Avis de mauvais temps sur les devises des pays émergents comme la livre turque, le peso argentin ou le real brésilien, toutes en perte de vitesse face au billet vert. Les investisseurs ont décidé de vendre massivement leurs positions pour se recentrer sur des actifs libellés en dollar, une monnaie désormais plus rémunératrice pour un risque jugé moins élevé.
A l’origine de ces dégagements : la remontée des rendements obligataires américains sur fond d’amélioration de la croissance économique et de l’inflation aux États-Unis et l'amorce d'un changement des politiques monétaires des grandes banques centrales, singulièrement celle de la Réserve fédérale américaine (Fed).
Embarquée dans un mouvement de resserrement monétaire, la Fed a conforté le sentiment des investisseurs à l'égard du dollar en relevant le 13 juin, son principal taux d'intérêt directeur de 25 points de base (0,25%), pour la seconde fois cette année. Les taux naviguent désormais dans la fourchette de 1,75% à 2%, « un niveau accommodant qui soutient ainsi de bonnes conditions du marché du travail et un retour vers une inflation de 2% », a précisé le Comité monétaire de la Fed (FOMC) dans son communiqué.
La Réserve fédérale, dont c'est la septième hausse depuis la sortie de la politique monétaire à taux zéro fin 2015, prévoit de nouvelles hausses de taux d'ici la fin de l'année, deux précisément. La Fed est également plus optimiste pour son économie. Dans ses prévisions, elle table sur une croissance de 2,8% en 2018, soit 0,1% de plus que prévu en mars, et de 2,4% (inchangée) en 2019.

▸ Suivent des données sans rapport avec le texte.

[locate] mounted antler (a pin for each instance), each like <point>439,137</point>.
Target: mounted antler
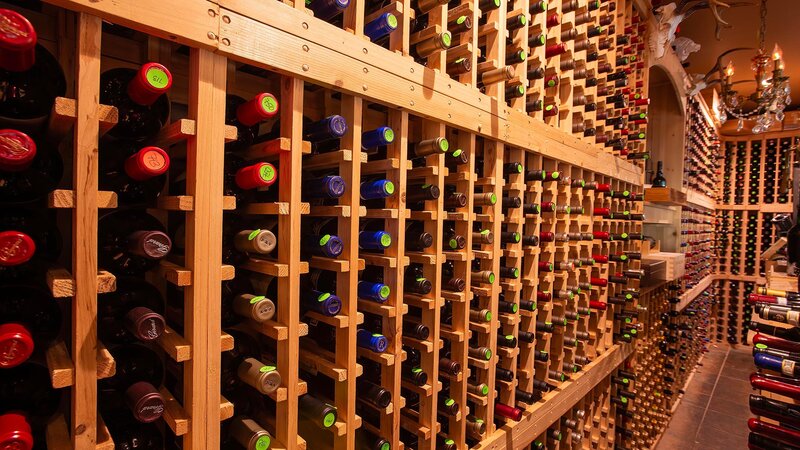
<point>670,16</point>
<point>701,82</point>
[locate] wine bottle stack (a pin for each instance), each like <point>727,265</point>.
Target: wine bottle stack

Dans ce contexte, favorable à un rebond du dollar, les devises émergentes, déjà fragilisées, ont encore accusé le coup. À des degrés divers cependant puisque des facteurs internes entrent aussi en ligne de compte. La remontée de la devise américaine pénalise par exemple avant tout les pays émergents les plus fortement endettés en dollar, puisque la charge de leur dette en est mécaniquement augmentée.
Pour la banque Société Générale (PA:SOGN), citée par le quotidien français Les Échos, le real brésilien et la livre turque sont les devises les plus vulnérables alors que le rand sud-africain, le zloty polonais et la couronne tchèque pourraient mieux résister.
Quant au peso argentin, la Banque centrale de la République d’Argentine (BCRA) semble bien en peine de stopper la descente aux enfers qui touche sa devise. Malgré un taux d’intérêt directeur remonté en urgence de 27,25% à 40% (en réaction à la crise du peso démarrée fin avril), la perspective d’un plan d’aide du FMI de 50 milliards de dollars et le remplacement du président de la BCRA, Federico Sturzenegger, par le ministre des Finances Luis Caputo, une décision du président argentin Mauricio Macri, la pression ne faiblit pas sur la monnaie argentine.
Faut-il pour autant ne plus investir dans les pays émergents ? Pas nécessairement. Certains gestionnaires restent positifs pour l’Argentine, par exemple, jugeant attrayants les rendements offerts par les obligations souveraines arrivant à échéance au début de l’année prochaine, alors que le pays est désormais soutenu par le FMI.